Es war bereits die dritte Debatte im Ständerat über die Frage, ob die Schweiz für zwei Jahre im fünfzehnköpfigen UNO-Sicherheitsrat Mitglied werden soll. Die SVP hatte schon vor dem Krieg in der Ukraine eine klare, ablehnende Haltung und darum per Vorstoss den Bundesrat zum Rückzug aufgefordert. Hauptargument: die Neutralität. Mit ihr sei die Schweiz gut gefahren, im UNO-Sicherheitsrat müsste die Schweiz dagegen Stellung beziehen und so die international anerkannte Vermittlerrolle aufs Spiel setzen.
Der Berner Werner Salzmann formulierte es so: «Tauschen wir nicht eine erwiesene Rolle im Dienste des Friedens gegen einen hypothetischen Platz in einem Rat ein, der durch das Vetorecht der Grossmächte und der Realpolitik der Länder wenig Platz für die Friedensförderung gibt.»
Auch sein Fraktionskollege Thomas Minder aus Schaffhausen fand, die Schweiz habe mit der Mitgliedschaft viel mehr zu verlieren, als sie gewinnen könne. «Die Schweiz macht ihr Image des guten Vermittlers, des Friedensrichters und des Inhabers von Schutzmachtmandaten mit dem Einsatz im UNO-Sicherheitsrat geradezu kaputt.»

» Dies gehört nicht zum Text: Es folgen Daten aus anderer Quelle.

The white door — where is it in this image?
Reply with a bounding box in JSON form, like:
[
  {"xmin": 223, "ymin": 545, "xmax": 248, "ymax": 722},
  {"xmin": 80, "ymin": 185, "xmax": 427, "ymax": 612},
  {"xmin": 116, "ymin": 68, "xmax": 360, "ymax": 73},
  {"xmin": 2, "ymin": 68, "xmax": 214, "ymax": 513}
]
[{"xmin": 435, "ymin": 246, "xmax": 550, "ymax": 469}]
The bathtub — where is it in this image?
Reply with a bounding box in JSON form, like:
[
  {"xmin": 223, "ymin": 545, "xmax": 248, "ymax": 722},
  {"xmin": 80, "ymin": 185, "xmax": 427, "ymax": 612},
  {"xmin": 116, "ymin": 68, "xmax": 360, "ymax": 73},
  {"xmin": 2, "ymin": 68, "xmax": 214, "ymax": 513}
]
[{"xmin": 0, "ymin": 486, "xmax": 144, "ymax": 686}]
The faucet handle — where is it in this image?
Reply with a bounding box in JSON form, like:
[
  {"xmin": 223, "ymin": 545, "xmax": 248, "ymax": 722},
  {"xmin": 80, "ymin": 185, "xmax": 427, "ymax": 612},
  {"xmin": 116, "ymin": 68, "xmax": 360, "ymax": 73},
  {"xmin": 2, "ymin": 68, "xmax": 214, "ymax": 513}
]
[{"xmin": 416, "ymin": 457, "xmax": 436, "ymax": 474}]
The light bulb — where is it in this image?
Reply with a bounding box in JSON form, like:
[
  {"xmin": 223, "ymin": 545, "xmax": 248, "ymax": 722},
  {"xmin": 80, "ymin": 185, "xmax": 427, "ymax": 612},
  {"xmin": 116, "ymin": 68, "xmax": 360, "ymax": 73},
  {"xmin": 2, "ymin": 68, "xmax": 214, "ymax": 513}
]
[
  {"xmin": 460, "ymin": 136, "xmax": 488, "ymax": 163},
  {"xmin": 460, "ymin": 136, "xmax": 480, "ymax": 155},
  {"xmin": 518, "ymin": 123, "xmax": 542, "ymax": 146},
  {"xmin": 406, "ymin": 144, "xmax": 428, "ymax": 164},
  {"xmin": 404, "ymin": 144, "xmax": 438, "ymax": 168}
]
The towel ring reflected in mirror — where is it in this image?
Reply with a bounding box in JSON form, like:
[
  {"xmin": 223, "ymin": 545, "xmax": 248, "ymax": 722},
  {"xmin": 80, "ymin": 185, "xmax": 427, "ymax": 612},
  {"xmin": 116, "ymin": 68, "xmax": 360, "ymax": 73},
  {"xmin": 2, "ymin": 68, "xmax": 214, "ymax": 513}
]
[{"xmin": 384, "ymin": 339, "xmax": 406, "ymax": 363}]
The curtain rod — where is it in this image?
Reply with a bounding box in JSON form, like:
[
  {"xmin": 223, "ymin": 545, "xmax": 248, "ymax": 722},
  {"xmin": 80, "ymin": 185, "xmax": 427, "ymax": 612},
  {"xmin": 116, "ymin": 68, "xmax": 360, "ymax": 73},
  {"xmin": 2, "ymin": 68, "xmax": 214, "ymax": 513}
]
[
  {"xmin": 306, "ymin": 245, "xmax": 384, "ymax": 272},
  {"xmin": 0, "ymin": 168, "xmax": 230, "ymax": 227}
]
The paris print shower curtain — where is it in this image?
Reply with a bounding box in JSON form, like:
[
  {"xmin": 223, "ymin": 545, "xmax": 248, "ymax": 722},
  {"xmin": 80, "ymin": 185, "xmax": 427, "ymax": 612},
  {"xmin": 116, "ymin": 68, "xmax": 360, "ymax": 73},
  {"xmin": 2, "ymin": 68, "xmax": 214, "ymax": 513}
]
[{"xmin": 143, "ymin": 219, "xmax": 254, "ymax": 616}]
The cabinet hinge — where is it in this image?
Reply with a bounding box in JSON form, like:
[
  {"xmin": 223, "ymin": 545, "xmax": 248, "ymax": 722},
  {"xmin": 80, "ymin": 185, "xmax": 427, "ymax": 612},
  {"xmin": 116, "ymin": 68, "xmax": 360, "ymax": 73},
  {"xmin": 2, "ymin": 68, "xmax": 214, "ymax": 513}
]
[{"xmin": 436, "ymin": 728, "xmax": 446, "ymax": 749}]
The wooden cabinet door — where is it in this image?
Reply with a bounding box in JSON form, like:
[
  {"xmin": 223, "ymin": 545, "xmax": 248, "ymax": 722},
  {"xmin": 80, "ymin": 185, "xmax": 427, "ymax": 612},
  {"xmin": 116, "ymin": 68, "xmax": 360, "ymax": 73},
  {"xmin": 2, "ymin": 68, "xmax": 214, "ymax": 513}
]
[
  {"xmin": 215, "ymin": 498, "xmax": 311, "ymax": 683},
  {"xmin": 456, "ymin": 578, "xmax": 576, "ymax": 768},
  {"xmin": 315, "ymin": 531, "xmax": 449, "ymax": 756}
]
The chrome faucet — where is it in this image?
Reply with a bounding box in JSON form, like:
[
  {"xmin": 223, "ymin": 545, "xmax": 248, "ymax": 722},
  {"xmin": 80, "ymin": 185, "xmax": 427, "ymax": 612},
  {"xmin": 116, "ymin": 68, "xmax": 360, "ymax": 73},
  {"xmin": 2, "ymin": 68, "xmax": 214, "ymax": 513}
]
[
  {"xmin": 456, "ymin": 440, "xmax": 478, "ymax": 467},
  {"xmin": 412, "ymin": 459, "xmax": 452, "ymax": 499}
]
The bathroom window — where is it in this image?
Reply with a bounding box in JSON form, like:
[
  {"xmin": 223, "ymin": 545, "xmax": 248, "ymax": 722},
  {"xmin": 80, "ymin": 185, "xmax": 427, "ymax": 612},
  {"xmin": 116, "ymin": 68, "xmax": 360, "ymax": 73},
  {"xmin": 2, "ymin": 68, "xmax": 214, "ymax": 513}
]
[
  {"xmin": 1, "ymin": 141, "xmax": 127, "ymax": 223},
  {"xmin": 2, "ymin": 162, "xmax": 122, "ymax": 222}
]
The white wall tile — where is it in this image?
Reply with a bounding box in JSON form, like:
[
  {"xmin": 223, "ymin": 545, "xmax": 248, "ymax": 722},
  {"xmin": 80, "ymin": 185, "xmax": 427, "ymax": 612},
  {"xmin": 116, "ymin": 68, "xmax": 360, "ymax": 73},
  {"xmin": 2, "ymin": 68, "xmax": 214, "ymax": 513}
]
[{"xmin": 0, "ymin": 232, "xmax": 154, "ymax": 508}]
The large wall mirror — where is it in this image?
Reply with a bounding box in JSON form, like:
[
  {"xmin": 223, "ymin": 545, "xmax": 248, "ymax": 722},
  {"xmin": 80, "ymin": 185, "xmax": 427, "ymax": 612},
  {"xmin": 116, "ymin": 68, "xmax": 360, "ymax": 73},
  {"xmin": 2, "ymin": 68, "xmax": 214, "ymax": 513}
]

Skeptische Stimmen aus der Mitte
Nicht nur von rechts, sondern auch aus der Mitte kam Skepsis – hier allerdings weniger grundsätzlich, sondern vor allem aufgrund der aktuellen Lage, wegen des Kriegs in der Ukraine. Die Kandidatur für den Sicherheitsrat, die die Schweiz seit den 00er-Jahren verfolgt, verglich die Urner Mitte-Vertreterin Heidi Z'graggen mit einer langen Bergtour, zu der man bei gutem Wetter aufgebrochen sei.
Wer, wenn nicht ein kleines Land wie die Schweiz hat jedes Interesse daran, dass man Weltfrieden und Weltordnung aufrecht erhält? Die Grossmächte sind eigentlich nicht darauf angewiesen. Die brauchen den Sicherheitsrat nicht.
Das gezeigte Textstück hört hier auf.